Reviewed by GREG KING
Director: Brett Ratner
Stars: Nicolas Cage, Tea Leoni, Don Cheadle, Jeremy Piven, Saul Rubinek, Josef Sommer, Harve Presnell, Amber Valletta, Mackenzie Vega.
The spirit of Frank Capra’s enduring Christmas classic It’s A Wonderful Life runs throughout this well meaning romantic comedy/drama in which a rapacious, uptight Wall Street broker suddenly discovers that maybe greed is not so good and, sometimes, the best things in life are the simple things.

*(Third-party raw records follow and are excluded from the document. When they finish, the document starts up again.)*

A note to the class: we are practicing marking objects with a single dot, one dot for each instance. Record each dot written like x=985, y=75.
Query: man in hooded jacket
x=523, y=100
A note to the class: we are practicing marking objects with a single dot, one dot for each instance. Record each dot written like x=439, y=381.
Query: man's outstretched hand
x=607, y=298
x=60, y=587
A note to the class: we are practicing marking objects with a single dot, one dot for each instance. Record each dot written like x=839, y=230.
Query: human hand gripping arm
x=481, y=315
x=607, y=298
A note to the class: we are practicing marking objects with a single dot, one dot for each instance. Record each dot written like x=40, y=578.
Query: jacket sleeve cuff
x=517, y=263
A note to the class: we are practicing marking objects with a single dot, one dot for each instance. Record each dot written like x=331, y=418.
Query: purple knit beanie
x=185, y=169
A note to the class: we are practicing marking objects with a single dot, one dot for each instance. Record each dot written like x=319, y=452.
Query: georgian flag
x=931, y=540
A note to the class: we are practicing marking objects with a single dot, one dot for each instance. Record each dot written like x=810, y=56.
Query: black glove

Thirteen years ago, hot shot financial whiz kid Jack Campbell (Nicolas Cage) left his long time girl friend Kate (Tea Leoni) and headed off to London for an internship with a prestigious brokerage firm. Now he is a rich and powerful company president brokering multi-million dollar mergers, living the life of luxury, and thinking little of working hard during the Christmas holiday period. He thinks he has everything and has no regrets about his life. Until a chance encounter with a homeless man (Don Cheadle, recently seen in the awful Mission To Mars, etc) on the snow swept streets gives him a glimpse of what life would have been like if Jack had made a different decision on that fateful day thirteen years earlier.
Suddenly Jack wakes up, married to Kate, with two young children and a dog, a house in the burbs, and a dead end job selling tyres retail for Kate’s father. His initial anger, at his lost ambition and the way that his dreams have turned to dust, and his confusion is written off as the symptoms of a mid-life crisis. But slowly Jack begins to warm to this alternative life, and is slowly transformed into a better person for the experience.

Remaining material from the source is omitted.